Keraben recently premiered its Termotile ceramic façades. The system is a combination of insulation and porcelain made from a 2.4”-thick high-density extruded polystyrene core with a ceramic cladding adhered during the manufacturing process. Combining the Termotile system ceramics offers architects and designers a way to provide a modern look to a new or refurbished building while also enhancing sustainability.

Azuvi’s Mara series from the Wood collection.

Superior Longevity

Advanced technology has allowed ceramic tile manufacturers to replicate finishes virtually indistinguishable from the real thing. Designers can achieve the look of wallpaper, wood, stone and textiles while retaining benefits of tile.

For example, Azuvi’s Mara series from the Wood collection is a play on geometric patterns that add visual sensation to any space. Its wood-inspired graphics are featured in two compositions – Lines and Mosaics - that offer an endless number of combinations that are adaptable to various styles.
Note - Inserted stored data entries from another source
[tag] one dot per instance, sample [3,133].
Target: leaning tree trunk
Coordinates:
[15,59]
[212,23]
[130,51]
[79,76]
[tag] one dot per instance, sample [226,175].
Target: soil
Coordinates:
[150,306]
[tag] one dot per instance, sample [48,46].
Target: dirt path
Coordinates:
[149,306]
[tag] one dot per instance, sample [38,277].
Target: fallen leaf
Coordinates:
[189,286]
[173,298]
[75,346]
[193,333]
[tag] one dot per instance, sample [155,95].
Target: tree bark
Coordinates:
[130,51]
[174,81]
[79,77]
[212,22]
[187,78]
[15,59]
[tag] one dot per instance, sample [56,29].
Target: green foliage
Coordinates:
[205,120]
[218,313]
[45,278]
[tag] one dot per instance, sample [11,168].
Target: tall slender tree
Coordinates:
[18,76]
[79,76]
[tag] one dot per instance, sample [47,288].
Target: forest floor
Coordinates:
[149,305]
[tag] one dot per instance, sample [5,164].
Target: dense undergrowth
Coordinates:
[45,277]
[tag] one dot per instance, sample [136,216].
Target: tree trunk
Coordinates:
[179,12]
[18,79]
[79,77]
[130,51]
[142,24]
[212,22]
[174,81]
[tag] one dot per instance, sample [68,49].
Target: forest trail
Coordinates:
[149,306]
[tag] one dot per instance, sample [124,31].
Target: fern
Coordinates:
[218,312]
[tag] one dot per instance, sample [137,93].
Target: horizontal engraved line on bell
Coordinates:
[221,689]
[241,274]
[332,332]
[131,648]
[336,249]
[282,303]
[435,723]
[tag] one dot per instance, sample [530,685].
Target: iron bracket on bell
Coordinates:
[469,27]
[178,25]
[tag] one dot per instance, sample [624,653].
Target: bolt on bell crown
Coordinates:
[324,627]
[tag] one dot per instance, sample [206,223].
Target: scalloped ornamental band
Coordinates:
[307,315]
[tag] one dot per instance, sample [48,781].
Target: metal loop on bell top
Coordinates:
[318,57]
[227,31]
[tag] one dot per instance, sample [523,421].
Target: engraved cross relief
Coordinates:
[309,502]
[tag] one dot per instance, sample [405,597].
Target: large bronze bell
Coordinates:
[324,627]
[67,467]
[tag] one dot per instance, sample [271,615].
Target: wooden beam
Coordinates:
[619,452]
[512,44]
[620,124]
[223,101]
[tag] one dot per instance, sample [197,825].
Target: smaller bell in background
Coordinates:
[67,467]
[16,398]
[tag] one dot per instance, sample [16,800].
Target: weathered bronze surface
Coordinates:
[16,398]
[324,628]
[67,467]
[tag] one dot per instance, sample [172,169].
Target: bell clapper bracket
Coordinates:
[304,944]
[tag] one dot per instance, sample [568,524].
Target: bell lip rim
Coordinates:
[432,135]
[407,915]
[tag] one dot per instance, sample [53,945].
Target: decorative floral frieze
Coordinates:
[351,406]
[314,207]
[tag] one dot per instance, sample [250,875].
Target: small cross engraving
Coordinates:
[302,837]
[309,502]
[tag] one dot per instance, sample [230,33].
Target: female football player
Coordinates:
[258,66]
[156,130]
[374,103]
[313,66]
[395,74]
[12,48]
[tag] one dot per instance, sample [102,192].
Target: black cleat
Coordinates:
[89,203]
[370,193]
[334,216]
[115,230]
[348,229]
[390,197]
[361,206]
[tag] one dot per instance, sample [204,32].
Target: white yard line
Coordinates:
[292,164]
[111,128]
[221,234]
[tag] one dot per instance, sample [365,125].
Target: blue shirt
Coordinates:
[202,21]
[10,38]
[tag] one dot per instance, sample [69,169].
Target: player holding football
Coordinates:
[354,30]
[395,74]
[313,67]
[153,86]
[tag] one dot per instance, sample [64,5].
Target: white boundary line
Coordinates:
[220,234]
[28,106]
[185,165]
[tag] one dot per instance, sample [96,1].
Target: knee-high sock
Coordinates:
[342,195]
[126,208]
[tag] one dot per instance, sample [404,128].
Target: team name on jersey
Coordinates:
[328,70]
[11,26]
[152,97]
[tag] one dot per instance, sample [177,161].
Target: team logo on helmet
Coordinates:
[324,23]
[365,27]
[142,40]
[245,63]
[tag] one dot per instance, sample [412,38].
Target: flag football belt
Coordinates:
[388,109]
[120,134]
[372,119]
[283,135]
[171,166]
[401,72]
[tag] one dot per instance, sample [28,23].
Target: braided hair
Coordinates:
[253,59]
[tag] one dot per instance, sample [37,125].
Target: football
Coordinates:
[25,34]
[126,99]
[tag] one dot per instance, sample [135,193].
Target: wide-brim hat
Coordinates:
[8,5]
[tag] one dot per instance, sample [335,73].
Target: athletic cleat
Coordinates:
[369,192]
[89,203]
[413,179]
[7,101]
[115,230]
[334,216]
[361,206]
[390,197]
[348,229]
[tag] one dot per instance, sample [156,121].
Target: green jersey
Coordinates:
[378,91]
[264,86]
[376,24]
Environmental Friendliness

Low toxicity is another superior advantage to the eco-conscious homeowner. There is no off-gassing of the initial product and no harsh cleaning chemicals needed that can then be flushed into our ecosystem.

“Warm water and neutral cleaners are the only cleaning products required,” said Fasan. “This easy maintenance also contributes to consumer cost savings over the life of the installation.”

By using tile, designers and homeowners can also ensure good indoor air quality. It repels allergens and will not absorb odors like smoke and paint fumes or release harmful gases, toxic by-products or volatile organic compounds (VOCs).